90,6 proc. przebadanych próbek e-papierosów przekracza wynikające z ustawy normy. Zgodnie z prawem takie wyroby nie powinny znaleźć się w sprzedaży - poinformowała rzecznik prasowy szefa Krajowej Administracji Skarbowej asp. Justyna Pasieczyńska. Dodała, że prowadzone kontrole weryfikują m.in. zawartość e-płynu w papierosach elektronicznych, kartridżach i zbiorniczkach zapasowych.
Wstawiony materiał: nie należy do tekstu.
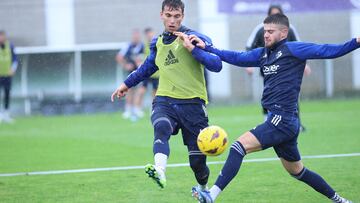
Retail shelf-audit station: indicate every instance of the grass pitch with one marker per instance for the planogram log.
(106, 140)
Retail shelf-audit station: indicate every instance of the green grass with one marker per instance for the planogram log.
(105, 140)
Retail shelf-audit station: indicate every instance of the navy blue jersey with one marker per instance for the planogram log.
(14, 60)
(283, 67)
(132, 52)
(210, 61)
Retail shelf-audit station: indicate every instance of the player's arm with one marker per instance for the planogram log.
(242, 59)
(210, 61)
(144, 71)
(254, 38)
(306, 51)
(14, 63)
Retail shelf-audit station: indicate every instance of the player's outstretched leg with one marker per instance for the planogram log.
(203, 196)
(198, 165)
(228, 172)
(156, 174)
(162, 130)
(298, 171)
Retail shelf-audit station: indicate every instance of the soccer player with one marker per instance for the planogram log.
(181, 96)
(130, 58)
(154, 78)
(256, 40)
(282, 64)
(8, 66)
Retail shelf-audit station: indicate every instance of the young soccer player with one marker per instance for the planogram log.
(181, 96)
(282, 64)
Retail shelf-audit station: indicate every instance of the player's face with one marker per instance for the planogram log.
(136, 37)
(172, 18)
(274, 33)
(149, 35)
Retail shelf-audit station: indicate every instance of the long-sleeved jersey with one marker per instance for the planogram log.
(179, 72)
(282, 66)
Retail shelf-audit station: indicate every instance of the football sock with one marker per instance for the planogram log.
(200, 169)
(214, 192)
(231, 166)
(316, 182)
(160, 161)
(162, 131)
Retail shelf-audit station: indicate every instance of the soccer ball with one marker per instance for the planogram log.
(212, 140)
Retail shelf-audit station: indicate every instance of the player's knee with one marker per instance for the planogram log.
(249, 142)
(298, 175)
(198, 163)
(162, 129)
(237, 147)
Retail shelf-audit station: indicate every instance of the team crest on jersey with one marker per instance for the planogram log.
(171, 59)
(269, 70)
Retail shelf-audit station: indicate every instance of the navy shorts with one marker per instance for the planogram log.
(189, 115)
(5, 82)
(280, 131)
(154, 82)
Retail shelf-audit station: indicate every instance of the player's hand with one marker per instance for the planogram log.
(249, 70)
(186, 41)
(11, 72)
(307, 70)
(129, 66)
(197, 41)
(119, 92)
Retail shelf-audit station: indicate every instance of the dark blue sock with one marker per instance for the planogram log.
(231, 166)
(162, 131)
(315, 181)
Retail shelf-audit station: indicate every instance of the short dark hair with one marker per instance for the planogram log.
(148, 29)
(275, 6)
(279, 19)
(173, 5)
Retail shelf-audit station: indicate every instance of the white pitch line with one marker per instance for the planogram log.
(121, 168)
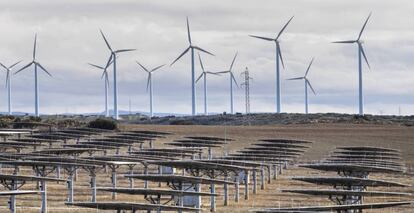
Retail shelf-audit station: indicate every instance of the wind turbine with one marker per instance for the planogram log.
(192, 48)
(231, 82)
(361, 53)
(36, 64)
(106, 80)
(307, 83)
(278, 57)
(204, 75)
(113, 59)
(8, 84)
(149, 82)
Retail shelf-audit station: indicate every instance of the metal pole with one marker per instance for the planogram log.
(246, 184)
(150, 77)
(116, 116)
(361, 98)
(254, 182)
(231, 93)
(205, 94)
(106, 95)
(36, 94)
(278, 106)
(193, 95)
(9, 94)
(44, 197)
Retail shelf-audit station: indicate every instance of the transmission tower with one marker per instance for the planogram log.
(246, 86)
Do tej pory KAS wszczęła ponad 90 kontroli celno-skarbowych w podmiotach produkujących i kupujących e-papierosy. W ramach kontroli pobrano 1295 próbek, przebadano 772 próbki. "W przypadku 700 na 772 próbek (90,6 proc.) w badaniach stwierdzono przekroczenie dopuszczalnej pojemności zbiorniczka e-papierosa jednorazowego użytku, kartridża lub pojemnika zapasowego. Przekroczenie norm powoduje, że produkty są niezgodne z przepisami unijnymi i krajowymi oraz, jako uznane za niebezpieczne, nie powinny znaleźć się w ogóle w sprzedaży" - podkreśliła asp. Pasieczyńska.
Ponadto w 74 przypadkach stwierdzono wyższą niż deklarowana zawartość e-płynu, który jest wyrobem akcyzowym, w przebadanych e-papierosach. Co oznacza, że były niewłaściwie opodatkowane akcyzą, a to skutkowało stratą w podatku akcyzowym dla budżetu państwa. W tych przypadkach zostaną wszczęte procedury zmierzające do wymierzenia podatku akcyzowego w należytej wysokości. Prowadzone też będą postępowania karne skarbowe.
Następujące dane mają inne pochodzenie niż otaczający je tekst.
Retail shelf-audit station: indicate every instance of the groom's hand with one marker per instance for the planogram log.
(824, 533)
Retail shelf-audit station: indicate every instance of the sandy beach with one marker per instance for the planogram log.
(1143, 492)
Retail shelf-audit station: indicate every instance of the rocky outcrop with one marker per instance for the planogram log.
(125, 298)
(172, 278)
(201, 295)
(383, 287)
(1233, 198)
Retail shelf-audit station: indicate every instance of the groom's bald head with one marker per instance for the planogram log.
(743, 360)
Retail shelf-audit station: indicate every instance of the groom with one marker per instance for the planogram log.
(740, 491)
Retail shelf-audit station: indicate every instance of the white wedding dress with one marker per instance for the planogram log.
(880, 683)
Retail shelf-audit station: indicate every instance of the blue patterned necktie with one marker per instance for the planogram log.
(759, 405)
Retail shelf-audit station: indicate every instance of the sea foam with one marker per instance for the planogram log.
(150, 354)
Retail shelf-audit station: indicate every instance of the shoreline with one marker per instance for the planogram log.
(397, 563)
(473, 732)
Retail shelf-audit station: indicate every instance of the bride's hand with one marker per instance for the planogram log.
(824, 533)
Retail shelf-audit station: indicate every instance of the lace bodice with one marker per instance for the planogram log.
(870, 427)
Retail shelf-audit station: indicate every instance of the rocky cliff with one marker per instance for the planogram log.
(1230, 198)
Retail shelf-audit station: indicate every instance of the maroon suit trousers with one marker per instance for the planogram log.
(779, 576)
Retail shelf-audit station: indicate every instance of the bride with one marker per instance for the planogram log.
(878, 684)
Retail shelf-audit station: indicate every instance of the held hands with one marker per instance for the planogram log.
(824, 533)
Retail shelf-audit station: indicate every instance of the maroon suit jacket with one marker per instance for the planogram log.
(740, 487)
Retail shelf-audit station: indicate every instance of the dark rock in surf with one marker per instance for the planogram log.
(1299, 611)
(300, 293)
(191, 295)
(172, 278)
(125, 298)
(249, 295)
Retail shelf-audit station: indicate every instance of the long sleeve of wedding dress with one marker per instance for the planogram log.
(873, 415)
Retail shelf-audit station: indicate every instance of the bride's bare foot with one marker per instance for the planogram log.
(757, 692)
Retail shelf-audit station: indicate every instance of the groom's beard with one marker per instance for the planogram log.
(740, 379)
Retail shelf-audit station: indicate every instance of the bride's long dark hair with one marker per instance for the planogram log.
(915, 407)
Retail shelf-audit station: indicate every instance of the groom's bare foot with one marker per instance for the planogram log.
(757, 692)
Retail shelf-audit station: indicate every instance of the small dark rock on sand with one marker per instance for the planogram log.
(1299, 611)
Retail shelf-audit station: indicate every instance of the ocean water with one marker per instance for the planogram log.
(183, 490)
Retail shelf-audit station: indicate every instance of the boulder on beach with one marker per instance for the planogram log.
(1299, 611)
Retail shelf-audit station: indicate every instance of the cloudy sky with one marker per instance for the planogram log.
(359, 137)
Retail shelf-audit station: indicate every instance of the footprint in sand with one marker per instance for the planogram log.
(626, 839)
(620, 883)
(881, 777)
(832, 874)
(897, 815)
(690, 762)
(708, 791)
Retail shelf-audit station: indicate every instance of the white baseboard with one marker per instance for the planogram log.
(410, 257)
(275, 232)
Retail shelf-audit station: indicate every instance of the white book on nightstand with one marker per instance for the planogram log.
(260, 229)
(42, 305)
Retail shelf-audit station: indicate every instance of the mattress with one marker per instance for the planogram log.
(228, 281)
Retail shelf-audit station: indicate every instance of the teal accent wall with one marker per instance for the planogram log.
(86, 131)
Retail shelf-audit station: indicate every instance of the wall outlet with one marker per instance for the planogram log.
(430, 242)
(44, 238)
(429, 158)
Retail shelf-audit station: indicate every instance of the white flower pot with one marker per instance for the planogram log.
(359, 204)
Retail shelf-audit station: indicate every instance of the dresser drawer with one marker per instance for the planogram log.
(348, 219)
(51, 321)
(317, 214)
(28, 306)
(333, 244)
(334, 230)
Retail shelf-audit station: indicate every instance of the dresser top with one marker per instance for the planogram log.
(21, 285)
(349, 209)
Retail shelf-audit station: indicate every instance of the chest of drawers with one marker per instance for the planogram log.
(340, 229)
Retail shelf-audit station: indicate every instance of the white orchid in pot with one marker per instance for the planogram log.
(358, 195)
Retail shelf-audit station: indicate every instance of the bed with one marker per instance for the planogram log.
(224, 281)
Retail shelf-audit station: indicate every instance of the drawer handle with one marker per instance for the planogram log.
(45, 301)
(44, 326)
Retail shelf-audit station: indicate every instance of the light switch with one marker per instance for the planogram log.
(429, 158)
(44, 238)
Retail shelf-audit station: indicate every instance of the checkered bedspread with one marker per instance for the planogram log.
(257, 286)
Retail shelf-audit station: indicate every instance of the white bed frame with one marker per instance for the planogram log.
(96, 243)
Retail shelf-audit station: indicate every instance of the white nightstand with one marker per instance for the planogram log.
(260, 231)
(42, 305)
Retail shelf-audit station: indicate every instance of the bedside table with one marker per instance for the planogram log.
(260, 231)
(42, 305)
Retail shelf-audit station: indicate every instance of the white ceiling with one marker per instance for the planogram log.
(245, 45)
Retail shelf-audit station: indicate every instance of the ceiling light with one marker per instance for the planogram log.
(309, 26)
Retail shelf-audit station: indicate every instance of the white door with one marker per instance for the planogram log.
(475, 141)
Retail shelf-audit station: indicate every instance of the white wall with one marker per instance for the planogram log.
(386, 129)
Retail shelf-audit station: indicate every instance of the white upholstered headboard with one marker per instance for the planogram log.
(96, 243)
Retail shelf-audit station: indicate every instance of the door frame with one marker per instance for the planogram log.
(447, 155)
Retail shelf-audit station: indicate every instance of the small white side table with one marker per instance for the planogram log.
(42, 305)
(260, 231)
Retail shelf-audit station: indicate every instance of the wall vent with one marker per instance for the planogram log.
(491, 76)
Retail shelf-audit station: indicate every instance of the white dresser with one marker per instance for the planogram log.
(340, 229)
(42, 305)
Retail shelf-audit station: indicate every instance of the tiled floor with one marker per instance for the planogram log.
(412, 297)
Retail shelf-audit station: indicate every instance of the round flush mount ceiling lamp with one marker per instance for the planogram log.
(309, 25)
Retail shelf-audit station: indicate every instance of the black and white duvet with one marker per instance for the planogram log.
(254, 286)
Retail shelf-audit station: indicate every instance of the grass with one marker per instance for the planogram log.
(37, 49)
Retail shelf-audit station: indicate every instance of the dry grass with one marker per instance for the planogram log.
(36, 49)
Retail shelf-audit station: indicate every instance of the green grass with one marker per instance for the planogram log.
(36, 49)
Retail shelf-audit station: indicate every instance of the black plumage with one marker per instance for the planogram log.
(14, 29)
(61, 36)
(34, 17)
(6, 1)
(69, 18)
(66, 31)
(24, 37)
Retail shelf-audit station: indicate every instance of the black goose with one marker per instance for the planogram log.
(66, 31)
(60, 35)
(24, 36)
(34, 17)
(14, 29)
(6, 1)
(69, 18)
W ujawnionych przez KAS przypadkach doszło również do naruszenia przepisów ustawy o ochronie zdrowia przed następstwami używania tytoniu i wyrobów tytoniowych, których e-papierosy lub pojemniki zapasowe powinny spełniać. Grozi za to grzywna do 200 tys. zł, kara ograniczenia wolności lub obie te kary łącznie.
W przypadku niezgodności e-papierosów z przepisami prawa KAS zawiadomiła prokuraturę lub policję o możliwości popełnienia przestępstwa. "Działania będą kontynuowane" - zapowiedziała asp. Justyna Pasieczyńska.